Les fraudeurs sont nombreux à proposer des produits frauduleux à la population.
Les fraudeurs sont nombreux à proposer des produits frauduleux à la population.

COVID-19: la justice américaine fait la guerre aux remèdes bidons

WASHINGTON — Après des solutions à l’eau de javel, des infusions à la vitamine C et «une thérapie à l’ozone», la justice américaine a bloqué la vente de produits à base d’argent présentés à tort comme un remède au nouveau coronavirus.

Un tribunal fédéral a interdit à un résident de l’Utah de vendre ses «traitements frauduleux» et a gelé ses avoirs, a annoncé mercredi le ministère de la Justice, alors que le président Donald Trump est dans la tourmente pour avoir évoqué des injections de «désinfectant» contre la COVID-19.

D’après des documents judiciaires, Gordon Pedersen vendait depuis au moins 2014 via son site MyDoctorSuggests.com, mais aussi sur Amazon, des gels, savons, gélules et liquides à base d’argent, en vantant les prétendues propriétés curatives du métal contre plusieurs maux.

Depuis le début de la pandémie, il a assuré dans des vidéos sur YouTube ou des podcasts que ses produits pouvaient aussi «détruire le coronavirus et en débarrasser le corps» humain, alors qu’il n’existe pas encore de traitement ni de vaccin contre la maladie.

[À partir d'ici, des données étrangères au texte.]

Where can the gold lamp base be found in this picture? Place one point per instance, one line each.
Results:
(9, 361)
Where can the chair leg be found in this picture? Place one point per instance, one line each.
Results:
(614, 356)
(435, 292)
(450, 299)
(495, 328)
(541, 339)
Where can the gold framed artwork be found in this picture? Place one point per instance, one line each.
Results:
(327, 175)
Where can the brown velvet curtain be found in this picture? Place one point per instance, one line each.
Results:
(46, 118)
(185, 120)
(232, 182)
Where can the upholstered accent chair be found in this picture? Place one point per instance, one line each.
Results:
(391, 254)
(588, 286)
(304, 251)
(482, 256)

Commercialisés à différent prix, avec la substance «phare» à 299,95 dollars le gallon (3,78 litres), ses produits se vendaient particulièrement bien depuis quelques semaines, selon le dossier judiciaire.

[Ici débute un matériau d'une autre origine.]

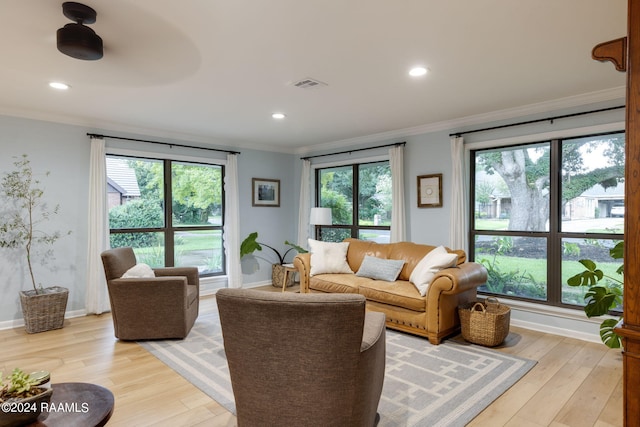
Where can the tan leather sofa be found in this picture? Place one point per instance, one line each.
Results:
(434, 316)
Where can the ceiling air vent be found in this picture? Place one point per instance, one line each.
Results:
(308, 83)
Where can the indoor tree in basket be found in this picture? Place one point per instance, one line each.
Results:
(20, 228)
(251, 244)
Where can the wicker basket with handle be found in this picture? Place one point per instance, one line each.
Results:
(44, 311)
(485, 323)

Une entreprise qui fournissait les étiquettes a déclaré aux enquêteurs avoir reçu plus de commandes dans les deux derniers mois que sur tout 2019, tandis qu’un sous-traitant chargé du transport a témoigné avoir reçu 20 000 dollars toutes les deux semaines de la part du site.

Vitamine C et eau de javel

Outre ce dossier, la justice américaine a ouvert des poursuites contre un médecin de Detroit qui vendait des infusions à la vitamine C comme moyen de prévention du COVID-19, contre une «église» de Floride qui commercialise des produits à base d’eau de javel comme remède «miraculeux» ou contre un centre texan qui prétendait soigner les malades avec une «thérapie à l’ozone».

Les autorités veulent «protéger les consommateurs contre ceux qui cherchent à exploiter cette crise sanitaire en offrant des remèdes bidon», au risque de les voir se détourner des mesures barrières (maintien des distances, lavage de mains...), a précisé Jody Hunt, un des responsables du ministère de la Justice citée dans un communiqué.

Plus d’un million d’Américains ont été diagnostiqués comme malades de la COVID-19 et plus de 58 000 en sont morts.

Le président Trump a été vivement critiqué pour avoir vanté l’usage de la chloroquine sans preuve de son efficacité et avoir évoqué la semaine dernière de possibles injections de «désinfectant» dans le corps humain. Il a ensuite affirmé avoir tenu ces propos de manière «sarcastique».